First i've found prerproc_sync_configuration was guilty, but this was wrong path.

After an hour of research i've found another bottleneck. And this one is also global architectural - it the history cache locks.

Situation is almost the same as it was with configuration lock. There is a globally locked access to history storage which leads to "single CPU problem"

Having LOTS of results coming from pollers, threads become limited by a single core speed to put data to the cache and to read it from.

Solution? Well, it nothing new - lets split it to 4 independent caches which is locked separately and access each one by it's sets of threads.

Most of dbcache.c has to be fixed as it's not only the cache that has to be split into 4 parts, but there are lot's of static vars declared.

Not sure if this is something needed for production but a might be a good prototyping experiment.

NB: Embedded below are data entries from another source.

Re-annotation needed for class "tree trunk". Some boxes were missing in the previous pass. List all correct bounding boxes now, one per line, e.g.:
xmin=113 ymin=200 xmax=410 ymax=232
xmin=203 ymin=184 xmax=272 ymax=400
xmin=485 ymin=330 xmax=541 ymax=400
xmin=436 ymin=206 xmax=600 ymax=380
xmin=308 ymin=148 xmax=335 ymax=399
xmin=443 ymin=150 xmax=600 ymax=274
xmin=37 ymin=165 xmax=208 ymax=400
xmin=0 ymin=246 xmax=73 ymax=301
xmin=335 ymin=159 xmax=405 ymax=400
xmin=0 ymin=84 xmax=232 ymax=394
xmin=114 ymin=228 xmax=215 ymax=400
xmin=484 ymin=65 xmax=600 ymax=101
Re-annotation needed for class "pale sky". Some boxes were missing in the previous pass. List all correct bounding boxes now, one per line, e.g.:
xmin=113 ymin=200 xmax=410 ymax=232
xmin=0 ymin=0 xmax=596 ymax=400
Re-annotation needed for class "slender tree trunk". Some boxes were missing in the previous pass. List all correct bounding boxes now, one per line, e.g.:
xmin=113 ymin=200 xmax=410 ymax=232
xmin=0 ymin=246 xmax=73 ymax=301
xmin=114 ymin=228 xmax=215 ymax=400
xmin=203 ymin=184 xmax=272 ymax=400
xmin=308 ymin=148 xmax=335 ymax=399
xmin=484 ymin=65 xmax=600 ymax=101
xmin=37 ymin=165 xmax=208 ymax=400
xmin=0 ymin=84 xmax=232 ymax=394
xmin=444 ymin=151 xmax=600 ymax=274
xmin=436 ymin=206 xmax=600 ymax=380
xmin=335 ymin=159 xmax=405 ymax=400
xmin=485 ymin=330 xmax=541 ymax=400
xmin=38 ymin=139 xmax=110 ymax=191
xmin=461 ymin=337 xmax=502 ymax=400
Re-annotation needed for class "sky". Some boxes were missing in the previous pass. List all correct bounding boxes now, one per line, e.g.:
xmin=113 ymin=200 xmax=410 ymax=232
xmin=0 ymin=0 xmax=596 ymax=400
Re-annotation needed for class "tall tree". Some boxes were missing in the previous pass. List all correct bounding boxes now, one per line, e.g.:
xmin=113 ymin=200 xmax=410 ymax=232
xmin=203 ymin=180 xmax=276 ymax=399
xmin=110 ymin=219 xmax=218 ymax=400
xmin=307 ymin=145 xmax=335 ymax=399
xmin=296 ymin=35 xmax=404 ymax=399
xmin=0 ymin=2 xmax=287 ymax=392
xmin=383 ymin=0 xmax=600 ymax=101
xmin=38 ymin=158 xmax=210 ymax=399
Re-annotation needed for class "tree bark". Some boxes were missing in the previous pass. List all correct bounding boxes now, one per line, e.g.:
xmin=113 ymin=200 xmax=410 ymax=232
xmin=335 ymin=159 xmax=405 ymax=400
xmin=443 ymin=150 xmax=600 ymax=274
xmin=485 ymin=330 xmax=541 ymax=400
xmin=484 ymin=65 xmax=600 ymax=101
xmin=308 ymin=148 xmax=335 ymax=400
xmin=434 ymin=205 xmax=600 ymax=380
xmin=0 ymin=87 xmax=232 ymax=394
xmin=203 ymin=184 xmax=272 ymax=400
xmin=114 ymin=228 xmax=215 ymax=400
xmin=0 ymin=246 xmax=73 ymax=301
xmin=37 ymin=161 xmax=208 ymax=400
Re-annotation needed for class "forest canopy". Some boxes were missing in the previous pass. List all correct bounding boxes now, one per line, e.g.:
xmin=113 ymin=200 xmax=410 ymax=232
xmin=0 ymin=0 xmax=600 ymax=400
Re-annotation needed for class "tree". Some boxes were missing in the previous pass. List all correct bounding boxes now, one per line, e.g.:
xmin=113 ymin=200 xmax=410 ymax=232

It is also a question hanging - why performance raises when i split preprocessing manager to 4 workers on Xeon5645 CPUs? (upd: perhaps the answer is that preprocessor manager has lots of other processing work to do which being split by differnt CPUs give some combined profit)

Whatever.

Just to make sure the job of maximizing NVPS is completed,  i fixed dbcache.c and HistoryCache locking to support 4 hsitory caches to see if this is _the last_ bottleneck.

I did what i assume safe locking - rare and non critical operations are still lock the entire cache operations, but most critical ones - only locks it's part of the cache.

Data flush from preprocessor manager to cache, where speed is mostly needed, are done by locking one of four sub caches, and such an additions can go in parallel. Then i also had to fix lots of static vars in dbcache.c as they seem to be used in parralel.

But i have to admit i've failed on this experiment. Spent 3 day's free time, but still was getting very unreliable daemon which keep crashing after 1-2 minutes.

So at the moment i am giving up on this, perhaps later i may revert to this.

pic: four preprocessor managers, doing 118k NVPS combined (note - idle time calculated wrong)



And there is one more reason.

I returned to test machine with E3-1280. And wow!, Zabbix could poll, process and save 118kNVPS (pic) with fixed queueing and 4 preprocessor managers. I would say its 105-110k stable while still having 18-20%idle. And It's kind a lot. My initial goal was to reach 50k. Considering we need 10k on one instance and 2k on the other it's enough capacity to grow for a while.








Wednesday, August 1, 2018

ZABBIX: multiple preprocessing managers

I decided to do that due to one thread of Xeon5645 couldn't handle all the preprocessing job, and also this might be required for faster CPU's but for higher loads.

First, some thoughts i had ahead:
  • 1.there might be a problem if two dependent items go to different managers so they will be waiting one another (deadlock)
  • 2. It must be some kind of workers distribution.
My first idea was to split requests and responses to threads, but then i decided it will be much easier to solve 1 and 2.

Since there was already host-to-queue persistence in queuing version, so i did thread-to-preprocmanager persistence the same way (procnum%4). So all items from each host will get to the same preprocessing manager.

Workers are split by preprocessing managers in the same way, by hashing thair procnum.


So, after fixing the worker log handling problem, preprocessors could handle much more requests.I saw stable value around 110k per 5 seconds per each manager, giving altogether 88k NVPS. I thought of making a 100k, but decided not to waste time on this old hardware, but test something more up to date later.

By the way, measuring prprocessor manager statistics is the way how i prefer to measure NVPS. I assume server collects a bit more from the network. It does requests to inaccessible hosts, which return no data and don't appear at preprocessing manager.

So thats it. Splitting preproc manager is essential if there is a need to achieve more then 50k NVPS stable on modern CPU's. This is what actually was limiting the test server with Xeon E3-1280.